Wer beruflich vorwärtskommen will, sollte überzeugende Antworten auf Fragen parat habe wie: Wer bin ich? Was kann ich? Was zeichnet mich aus? Ein Jobsuchender bekommt solche Fragen immer wieder gestellt. Eine gelungene Kurzvorstellung parat zu haben, ist wichtig.
Wie geht Selbstvermarktung?
Sich die passenden Antworten zurechtzulegen und überzeugend vorzutragen, ist nichts anderes als Selbstmarketing. Zwar lassen sich Menschen nicht mit Produkten vergleichen, doch genauso wie ein schnelles Auto oder ein Fernseher mit gestochen scharfem Bild hat auch jeder Mensch besondere Qualitäten. Diese zeichnen ihn aus und mit denen kann er für sich werben, zum Beispiel bei einem möglichen Arbeitgeber.
Vielleicht können Sie besonders gut mit Zahlen umgehen. Oder Sie sind ein geschickter Handwerker. Vielleicht beherrschen Sie mehrere Fremdsprachen. Oder Sie können besonders gut mit Menschen umgehen. Vielleicht haben Sie schon besondere Erfahrungen hinter sich: eine abgeschlossene Ausbildung, ein Studium, spannende Jobs in verschiedenen Unternehmen oder Branchen. Vielleicht haben Sie ein ungewöhnliches Hobby oder engagieren sich ehrenamtlich.
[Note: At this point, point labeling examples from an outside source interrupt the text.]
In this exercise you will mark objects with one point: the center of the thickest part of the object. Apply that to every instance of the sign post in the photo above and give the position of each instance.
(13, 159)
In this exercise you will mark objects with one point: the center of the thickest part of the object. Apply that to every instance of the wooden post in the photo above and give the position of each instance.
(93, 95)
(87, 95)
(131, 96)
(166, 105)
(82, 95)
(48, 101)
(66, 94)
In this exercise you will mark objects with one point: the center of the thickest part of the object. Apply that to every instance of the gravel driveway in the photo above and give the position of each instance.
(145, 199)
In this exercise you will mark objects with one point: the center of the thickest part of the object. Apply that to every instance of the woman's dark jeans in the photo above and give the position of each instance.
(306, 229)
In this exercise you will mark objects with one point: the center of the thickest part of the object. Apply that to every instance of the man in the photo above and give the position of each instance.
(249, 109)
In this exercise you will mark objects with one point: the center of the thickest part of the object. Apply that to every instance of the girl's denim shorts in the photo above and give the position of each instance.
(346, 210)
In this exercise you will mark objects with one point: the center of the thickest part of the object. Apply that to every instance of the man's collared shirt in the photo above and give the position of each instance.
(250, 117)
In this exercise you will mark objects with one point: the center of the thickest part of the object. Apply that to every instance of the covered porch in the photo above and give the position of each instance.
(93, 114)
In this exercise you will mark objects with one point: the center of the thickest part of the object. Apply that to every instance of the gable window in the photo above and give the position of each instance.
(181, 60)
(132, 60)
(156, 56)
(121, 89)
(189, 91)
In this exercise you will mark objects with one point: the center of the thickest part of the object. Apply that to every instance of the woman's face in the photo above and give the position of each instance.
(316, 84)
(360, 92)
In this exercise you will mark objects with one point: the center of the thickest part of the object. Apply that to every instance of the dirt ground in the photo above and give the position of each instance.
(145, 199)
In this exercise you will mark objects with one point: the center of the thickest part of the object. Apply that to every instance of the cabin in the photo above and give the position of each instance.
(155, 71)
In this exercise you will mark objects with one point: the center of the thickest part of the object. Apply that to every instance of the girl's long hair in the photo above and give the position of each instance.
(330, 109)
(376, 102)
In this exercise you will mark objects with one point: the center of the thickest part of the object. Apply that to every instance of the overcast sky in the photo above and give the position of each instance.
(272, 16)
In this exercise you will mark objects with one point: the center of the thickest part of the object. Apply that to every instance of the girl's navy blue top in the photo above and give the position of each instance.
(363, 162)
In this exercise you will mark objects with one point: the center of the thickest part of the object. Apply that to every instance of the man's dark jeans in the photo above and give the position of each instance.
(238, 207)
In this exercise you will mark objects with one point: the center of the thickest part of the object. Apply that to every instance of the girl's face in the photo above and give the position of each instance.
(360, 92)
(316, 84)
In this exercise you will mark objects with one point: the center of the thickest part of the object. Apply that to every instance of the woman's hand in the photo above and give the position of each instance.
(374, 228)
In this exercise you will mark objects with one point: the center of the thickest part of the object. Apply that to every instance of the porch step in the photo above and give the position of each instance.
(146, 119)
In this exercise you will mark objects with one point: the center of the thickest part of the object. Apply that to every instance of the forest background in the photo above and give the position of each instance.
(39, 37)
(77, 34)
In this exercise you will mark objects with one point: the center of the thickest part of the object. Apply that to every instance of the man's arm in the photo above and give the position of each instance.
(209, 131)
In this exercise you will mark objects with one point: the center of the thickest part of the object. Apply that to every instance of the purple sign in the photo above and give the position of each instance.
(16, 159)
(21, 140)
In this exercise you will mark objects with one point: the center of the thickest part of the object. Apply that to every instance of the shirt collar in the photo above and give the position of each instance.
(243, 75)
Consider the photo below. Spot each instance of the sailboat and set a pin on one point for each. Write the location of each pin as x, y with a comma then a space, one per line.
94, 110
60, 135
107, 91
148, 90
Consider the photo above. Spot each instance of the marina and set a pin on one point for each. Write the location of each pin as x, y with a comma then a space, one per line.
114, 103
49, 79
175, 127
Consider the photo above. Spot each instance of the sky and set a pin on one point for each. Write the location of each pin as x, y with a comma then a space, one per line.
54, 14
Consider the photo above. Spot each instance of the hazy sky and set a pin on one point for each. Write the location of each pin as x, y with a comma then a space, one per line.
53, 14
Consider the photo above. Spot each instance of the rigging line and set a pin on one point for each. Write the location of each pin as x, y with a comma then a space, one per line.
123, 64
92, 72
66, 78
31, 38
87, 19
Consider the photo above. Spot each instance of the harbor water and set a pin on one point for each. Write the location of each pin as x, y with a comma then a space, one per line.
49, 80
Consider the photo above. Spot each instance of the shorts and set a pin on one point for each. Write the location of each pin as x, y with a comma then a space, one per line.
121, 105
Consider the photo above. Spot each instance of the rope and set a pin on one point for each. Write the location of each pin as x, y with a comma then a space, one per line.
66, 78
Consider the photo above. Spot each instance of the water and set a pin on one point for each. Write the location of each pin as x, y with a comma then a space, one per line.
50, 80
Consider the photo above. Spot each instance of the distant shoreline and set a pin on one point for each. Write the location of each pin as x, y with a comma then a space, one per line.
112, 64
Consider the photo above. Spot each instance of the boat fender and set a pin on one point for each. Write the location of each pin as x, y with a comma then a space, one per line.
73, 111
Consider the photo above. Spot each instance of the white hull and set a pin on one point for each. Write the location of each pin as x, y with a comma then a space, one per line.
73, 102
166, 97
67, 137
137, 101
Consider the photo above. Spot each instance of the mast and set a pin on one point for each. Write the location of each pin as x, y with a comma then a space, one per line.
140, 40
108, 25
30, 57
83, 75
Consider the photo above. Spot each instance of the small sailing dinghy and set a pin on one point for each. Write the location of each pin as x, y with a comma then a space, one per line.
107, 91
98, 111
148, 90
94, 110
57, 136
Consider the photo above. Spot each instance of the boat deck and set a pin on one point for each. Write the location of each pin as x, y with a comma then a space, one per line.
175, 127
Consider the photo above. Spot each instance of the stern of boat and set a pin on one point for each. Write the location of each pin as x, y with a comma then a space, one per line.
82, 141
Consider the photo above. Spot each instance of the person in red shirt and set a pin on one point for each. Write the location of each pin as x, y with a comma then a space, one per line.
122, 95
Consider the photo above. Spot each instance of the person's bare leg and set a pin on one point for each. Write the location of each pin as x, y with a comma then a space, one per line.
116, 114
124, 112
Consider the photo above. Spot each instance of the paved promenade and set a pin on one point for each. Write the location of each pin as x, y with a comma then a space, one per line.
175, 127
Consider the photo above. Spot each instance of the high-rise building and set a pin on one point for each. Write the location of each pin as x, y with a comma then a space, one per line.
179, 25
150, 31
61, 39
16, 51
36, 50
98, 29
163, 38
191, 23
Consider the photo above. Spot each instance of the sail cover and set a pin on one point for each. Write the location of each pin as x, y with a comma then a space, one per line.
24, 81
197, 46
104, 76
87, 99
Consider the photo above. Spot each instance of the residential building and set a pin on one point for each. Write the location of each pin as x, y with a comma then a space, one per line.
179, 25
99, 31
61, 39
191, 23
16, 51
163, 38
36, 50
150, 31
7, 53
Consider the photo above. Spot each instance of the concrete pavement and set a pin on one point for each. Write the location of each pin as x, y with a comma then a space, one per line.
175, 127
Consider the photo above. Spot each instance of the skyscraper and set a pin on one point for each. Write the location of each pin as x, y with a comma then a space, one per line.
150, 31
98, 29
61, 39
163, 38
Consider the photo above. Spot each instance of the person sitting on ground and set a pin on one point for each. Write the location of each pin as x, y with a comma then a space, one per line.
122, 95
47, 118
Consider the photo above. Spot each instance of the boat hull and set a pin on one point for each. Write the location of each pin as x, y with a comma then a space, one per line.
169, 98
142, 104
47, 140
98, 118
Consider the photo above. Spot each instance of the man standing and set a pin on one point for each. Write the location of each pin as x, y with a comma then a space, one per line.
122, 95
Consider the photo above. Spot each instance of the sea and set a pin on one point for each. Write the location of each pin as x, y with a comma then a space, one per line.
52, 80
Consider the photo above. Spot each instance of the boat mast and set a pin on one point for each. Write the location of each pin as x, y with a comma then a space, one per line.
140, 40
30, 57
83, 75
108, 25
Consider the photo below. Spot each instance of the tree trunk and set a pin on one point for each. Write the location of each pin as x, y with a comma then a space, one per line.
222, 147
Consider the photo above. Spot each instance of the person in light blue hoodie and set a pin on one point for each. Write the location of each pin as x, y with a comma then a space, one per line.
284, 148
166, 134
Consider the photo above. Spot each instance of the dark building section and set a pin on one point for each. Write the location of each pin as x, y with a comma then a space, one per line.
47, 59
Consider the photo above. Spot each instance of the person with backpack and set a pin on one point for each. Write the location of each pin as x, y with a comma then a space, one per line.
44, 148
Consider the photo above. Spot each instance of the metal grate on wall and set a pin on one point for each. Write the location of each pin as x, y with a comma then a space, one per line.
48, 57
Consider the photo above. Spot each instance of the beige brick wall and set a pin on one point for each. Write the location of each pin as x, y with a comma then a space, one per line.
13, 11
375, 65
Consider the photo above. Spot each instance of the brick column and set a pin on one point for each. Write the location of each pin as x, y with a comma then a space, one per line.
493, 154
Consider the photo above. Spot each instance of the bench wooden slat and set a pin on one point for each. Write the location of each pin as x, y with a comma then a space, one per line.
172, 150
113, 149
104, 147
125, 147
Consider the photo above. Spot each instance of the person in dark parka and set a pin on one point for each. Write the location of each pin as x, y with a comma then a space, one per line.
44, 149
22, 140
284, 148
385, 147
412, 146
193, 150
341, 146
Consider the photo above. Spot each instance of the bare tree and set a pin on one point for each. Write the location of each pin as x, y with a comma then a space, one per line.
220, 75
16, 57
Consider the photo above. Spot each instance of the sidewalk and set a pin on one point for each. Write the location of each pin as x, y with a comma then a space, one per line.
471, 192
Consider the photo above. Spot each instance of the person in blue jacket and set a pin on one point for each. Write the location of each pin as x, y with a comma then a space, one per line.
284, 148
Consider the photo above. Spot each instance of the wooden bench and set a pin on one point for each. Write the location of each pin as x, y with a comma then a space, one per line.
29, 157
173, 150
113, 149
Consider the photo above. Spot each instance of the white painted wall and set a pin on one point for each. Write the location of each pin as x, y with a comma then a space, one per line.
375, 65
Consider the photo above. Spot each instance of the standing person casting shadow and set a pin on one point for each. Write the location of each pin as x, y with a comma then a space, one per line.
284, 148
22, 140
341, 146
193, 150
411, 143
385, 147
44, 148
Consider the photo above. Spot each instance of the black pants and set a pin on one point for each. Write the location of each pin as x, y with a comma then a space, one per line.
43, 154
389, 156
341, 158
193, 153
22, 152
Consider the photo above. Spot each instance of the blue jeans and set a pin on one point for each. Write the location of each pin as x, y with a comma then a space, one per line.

Die eigene Marke – das Human Branding
Aus all den vielen eigenen Bausteinen kann sich ein einzigartiges Bewerberprofil zusammensetzen. Denn darauf kommt es an – so wie in der Werbung das betont wird, was ein Produkt von allen anderen unterscheidet. Weil auch jeder Mensch einzigartig ist, hat er einen Wiedererkennungswert. Und je stärker er seine Besonderheiten betont, desto höher ist der Wiedererkennungswert – und desto stärker die eigene Marke. Daher bezeichnet man dieses Vorgehen auf Neudeutsch auch als „Human Branding“.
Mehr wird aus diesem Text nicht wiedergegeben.